The essential role of animal signals in interactions such as mate choice and aggression suggests that sensory systems might be adapted to perceive signal stimuli that are particularly salient for a given species. Many finches in the family Estrildidae display colorful signaling traits; for example, male zebra finches (Taeniopygia guttata) display carotenoid-based beak coloration, ranging from light orange to dark red, and females evaluate male beak coloration during mate choice. Prior work has shown that female zebra finches perceive this orange-red color range in a categorical fashion. That is, even though male beak color varies along a continuum from most orange to most red, females perceive this variation as simply either “orange” or “red.”
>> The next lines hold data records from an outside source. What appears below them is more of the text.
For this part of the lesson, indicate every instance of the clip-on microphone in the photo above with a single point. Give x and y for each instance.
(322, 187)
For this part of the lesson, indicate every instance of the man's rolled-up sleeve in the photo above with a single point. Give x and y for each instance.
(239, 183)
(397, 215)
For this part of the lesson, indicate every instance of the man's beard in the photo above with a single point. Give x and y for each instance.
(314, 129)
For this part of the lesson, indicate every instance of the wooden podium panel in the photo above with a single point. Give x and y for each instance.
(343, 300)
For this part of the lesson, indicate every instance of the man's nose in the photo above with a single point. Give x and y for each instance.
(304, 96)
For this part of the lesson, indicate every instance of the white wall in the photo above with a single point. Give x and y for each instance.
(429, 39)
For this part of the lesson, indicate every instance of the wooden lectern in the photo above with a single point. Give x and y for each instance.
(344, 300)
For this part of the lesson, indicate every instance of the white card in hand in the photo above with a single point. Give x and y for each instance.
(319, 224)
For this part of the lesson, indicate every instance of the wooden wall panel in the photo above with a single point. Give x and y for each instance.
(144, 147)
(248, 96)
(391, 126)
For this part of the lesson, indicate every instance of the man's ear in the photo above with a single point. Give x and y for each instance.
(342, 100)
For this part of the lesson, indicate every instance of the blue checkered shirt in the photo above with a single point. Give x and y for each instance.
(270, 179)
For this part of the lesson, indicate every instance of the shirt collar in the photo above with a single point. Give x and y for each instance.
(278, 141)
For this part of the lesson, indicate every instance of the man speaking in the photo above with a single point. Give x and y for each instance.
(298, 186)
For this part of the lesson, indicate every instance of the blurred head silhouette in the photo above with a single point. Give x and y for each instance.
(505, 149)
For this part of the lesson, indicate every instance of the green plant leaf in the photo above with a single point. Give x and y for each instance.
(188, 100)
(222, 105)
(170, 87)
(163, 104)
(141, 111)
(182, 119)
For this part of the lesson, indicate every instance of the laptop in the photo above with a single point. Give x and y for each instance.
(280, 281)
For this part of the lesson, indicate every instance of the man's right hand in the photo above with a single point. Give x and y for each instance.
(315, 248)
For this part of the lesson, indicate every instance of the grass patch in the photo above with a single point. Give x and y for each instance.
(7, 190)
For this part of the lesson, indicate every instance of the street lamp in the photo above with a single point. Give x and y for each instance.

Is categorical perception a general feature of how birds in this group see colors, or has selection acted on the perceptual system of zebra finches in particular due to the important signaling function of orange-red coloration in this species? In this study, researchers from Duke University examined whether female Bengalese finches (Lonchura striata domestica), an estrildid finch having black, brown and white plumage and lacking any carotenoid coloration, also perceives the orange-red color range tested previously with zebra finches in a categorical fashion. The researchers found no evidence for categorical perception of orange-red coloration in Bengalese finches. Follow up experiments then showed that, in Bengalese finches, the ability to discriminate between two colors is dictated primarily by the difference in brightness between those colors, rather than whether colors fall in certain categories. In zebra finches, however, the importance of brightness differences in color discrimination depends upon whether two colors come from the same or different categories.

The results of this study are consistent with the hypothesis that selection on a signaling system may act on the perceptual systems of the signal receivers. It remains to be seen, however, whether the expression of categorical perception correlates consistently with the use of color signals across a broader range of species such as the clade of estrildid finches. The work also lends insight into the potential mechanisms underlying the phenomenon of categorical color perception in birds, and perhaps in other vertebrates as well.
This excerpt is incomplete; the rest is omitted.